Wang Ning, Gao Ying, Zhao Hong, Ahn Choon Ki
IEEE Trans Neural Netw Learn Syst. 2021 Jul;32(7):3034-3045. doi: 10.1109/TNNLS.2020.3009214. Epub 2021 Jul 6.
In this article, a novel reinforcement learning-based optimal tracking control (RLOTC) scheme is established for an unmanned surface vehicle (USV) in the presence of complex unknowns, including dead-zone input nonlinearities, system dynamics, and disturbances. To be specific, dead-zone nonlinearities are decoupled to be input-dependent sloped controls and unknown biases that are encapsulated into lumped unknowns within tracking error dynamics. Neural network (NN) approximators are further deployed to adaptively identify complex unknowns and facilitate a Hamilton-Jacobi-Bellman (HJB) equation that formulates optimal tracking.
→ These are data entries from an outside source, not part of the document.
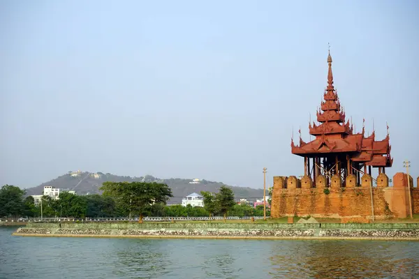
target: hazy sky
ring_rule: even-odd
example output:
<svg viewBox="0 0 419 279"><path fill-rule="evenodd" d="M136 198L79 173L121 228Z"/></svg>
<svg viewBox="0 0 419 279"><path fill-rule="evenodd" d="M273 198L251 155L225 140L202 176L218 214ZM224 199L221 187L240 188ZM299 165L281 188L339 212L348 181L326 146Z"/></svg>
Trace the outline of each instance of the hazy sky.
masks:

In order to derive a practically optimal solution, an actor-critic reinforcement learning framework is built by employing adaptive NN identifiers to recursively approximate the total optimal policy and cost function. Eventually, theoretical analysis shows that the entire RLOTC scheme can render tracking errors that converge to an arbitrarily small neighborhood of the origin, subject to optimal cost. Simulation results and comprehensive comparisons on a prototype USV demonstrate remarkable effectiveness and superiority.
在本文中,针对存在复杂未知因素(包括死区输入非线性、系统动力学和干扰)的无人水面舰艇(USV),建立了一种基于新型强化学习的最优跟踪控制(RLOTC)方案。具体而言,死区非线性被解耦为与输入相关的斜率控制和未知偏差,这些偏差被封装到跟踪误差动态中的集总未知量中。进一步部署神经网络(NN)逼近器,以自适应识别复杂未知因素,并推导用于制定最优跟踪的哈密顿-雅可比-贝尔曼(HJB)方程。为了获得实际的最优解,通过采用自适应NN标识符递归逼近总最优策略和成本函数,构建了一个演员-评论家强化学习框架。最终,理论分析表明,在最优成本的约束下,整个RLOTC方案能够使跟踪误差收敛到原点的任意小邻域内。在原型USV上的仿真结果和综合比较证明了该方案具有显著的有效性和优越性。